Deputies arrested Leerdam on two counts of first-degree attempted murder and other charges. On Thursday, a jury took about 90 minutes to convict Leerdam of the charges.

Under Florida's 10-20-life law, Judge Brandt Downey must sentence Leerdam to at least 25 years in prison. Sentencing is set for July 31.

For Leerdam, who turns 70 next month and has health problems, it will essentially be a death sentence, said his attorney, Denis de Vlaming.

"I feel badly for Whitey that the sentence he's going to receive is 25 years to life," de Vlaming said. "To end his life in such a manner is sad."

But some of the strongest evidence against Leerdam didn't draw sympathy from jurors.

Deputies reported that, while in the back of a squad car after his arrest, Leerdam said something to the effect of: "Six shots. I missed her. I can't believe I didn't kill her."

He told a cab driver earlier that night that he wanted to kill his girlfriend.

In addition, a videotape taken during a jail visit recorded him saying: "I wish I would have finished it off now. . . . At least I would have been accused of something where I got some results."

Prosecutor Thane Covert found that statement compelling.

"I think that was probably a pretty convincing piece of evidence because it was certainly after he had time to relect on what he had done," Covert said.

Leerdam once was the namesake of one of Indian Rocks Beach's most ill-reputed bars: Whitey's Beach Place at 2405 Gulf Blvd. An undercover drug sweep at the bar last year resulted in 18 arrests. In 2001, a man died after a fight in the bar parking lot. Leerdam sold the bar after his arrest.

Both his ex-girlfriend, Doreen Delguidice, 42, and the man he shot, Chris Bililis, 46, have sued him for negligence.

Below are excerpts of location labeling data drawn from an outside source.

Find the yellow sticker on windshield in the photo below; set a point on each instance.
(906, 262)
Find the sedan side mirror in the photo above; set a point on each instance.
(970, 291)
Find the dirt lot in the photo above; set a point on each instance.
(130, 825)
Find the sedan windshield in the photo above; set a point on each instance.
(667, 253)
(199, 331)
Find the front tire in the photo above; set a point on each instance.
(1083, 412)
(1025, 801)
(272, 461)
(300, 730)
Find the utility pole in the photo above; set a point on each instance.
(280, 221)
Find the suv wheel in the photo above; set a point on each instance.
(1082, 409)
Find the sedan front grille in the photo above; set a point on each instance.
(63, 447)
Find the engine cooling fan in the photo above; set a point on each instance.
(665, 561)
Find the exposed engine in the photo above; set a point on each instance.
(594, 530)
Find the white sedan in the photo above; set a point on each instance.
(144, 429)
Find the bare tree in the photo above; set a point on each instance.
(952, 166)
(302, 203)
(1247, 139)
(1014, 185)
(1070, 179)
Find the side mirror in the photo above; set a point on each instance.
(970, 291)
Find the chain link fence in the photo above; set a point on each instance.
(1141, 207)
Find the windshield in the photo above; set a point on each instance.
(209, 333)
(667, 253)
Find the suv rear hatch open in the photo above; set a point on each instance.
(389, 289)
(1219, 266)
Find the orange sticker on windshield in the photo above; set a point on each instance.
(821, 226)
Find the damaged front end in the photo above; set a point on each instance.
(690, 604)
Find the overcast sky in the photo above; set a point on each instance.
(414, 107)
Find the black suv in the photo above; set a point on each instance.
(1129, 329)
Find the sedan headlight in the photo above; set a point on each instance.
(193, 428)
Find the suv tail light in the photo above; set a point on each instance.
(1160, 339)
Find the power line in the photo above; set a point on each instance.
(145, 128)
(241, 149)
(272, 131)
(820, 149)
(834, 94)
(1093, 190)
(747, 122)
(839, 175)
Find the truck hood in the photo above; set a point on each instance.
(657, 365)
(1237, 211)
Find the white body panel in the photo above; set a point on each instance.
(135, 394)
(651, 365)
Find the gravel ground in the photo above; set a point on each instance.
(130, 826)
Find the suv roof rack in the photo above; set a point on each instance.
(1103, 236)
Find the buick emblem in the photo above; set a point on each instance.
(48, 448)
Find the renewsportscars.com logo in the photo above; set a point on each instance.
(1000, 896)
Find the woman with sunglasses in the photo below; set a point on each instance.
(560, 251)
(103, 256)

According to de Vlaming, Leerdam had been seeing Delguidice. He bought her an expensive diamond ring and proposed marriage, but the relationship dissolved.

"He hated the idea of losing her," de Vlaming said. "He was absolutely enamored by her."

Delguidice said Leerdam stalked her, spray-painted her house and broke in. She got a restraining order.

At the time, de Vlaming said, Leerdam was drinking a half-gallon of vodka per day.

"He started in the morning and ended in the morning," he said.

In the early morning hours of Oct. 3, he took a cab to Delguidice's house, in the Largo area. Delguidice and Bililis heard the car running and looked out a window.

They heard the front door open, then footsteps thumping up the stairs to the bedroom. Leerdam barged into the room, pistol in hand.

"Who's that?" Bililis yelled.

"It's Whitey!" Delguidice said.

"You're (expletive) right!" Leerdam yelled. He started firing.

Bililis threw Delguidice in the bathroom and grabbed an ironing board. Delguidice was shaken, but unhurt. Bililis was hit in the hand.

Deputies found Leerdam hiding in some bushes near the house and arrested him.

De Vlaming tried to convince jurors that Leerdam's actions were not premeditated.

During his testimony, Leerdam explained that he meant to shoot himself that night in front of Delguidice, but that plans changed when he found a man in the bedroom.

De Vlaming said he tried to offer a five-year prison sentence as a plea deal to prosecutors. But because of the serious nature of the crime, Covert said, negotiations never got close.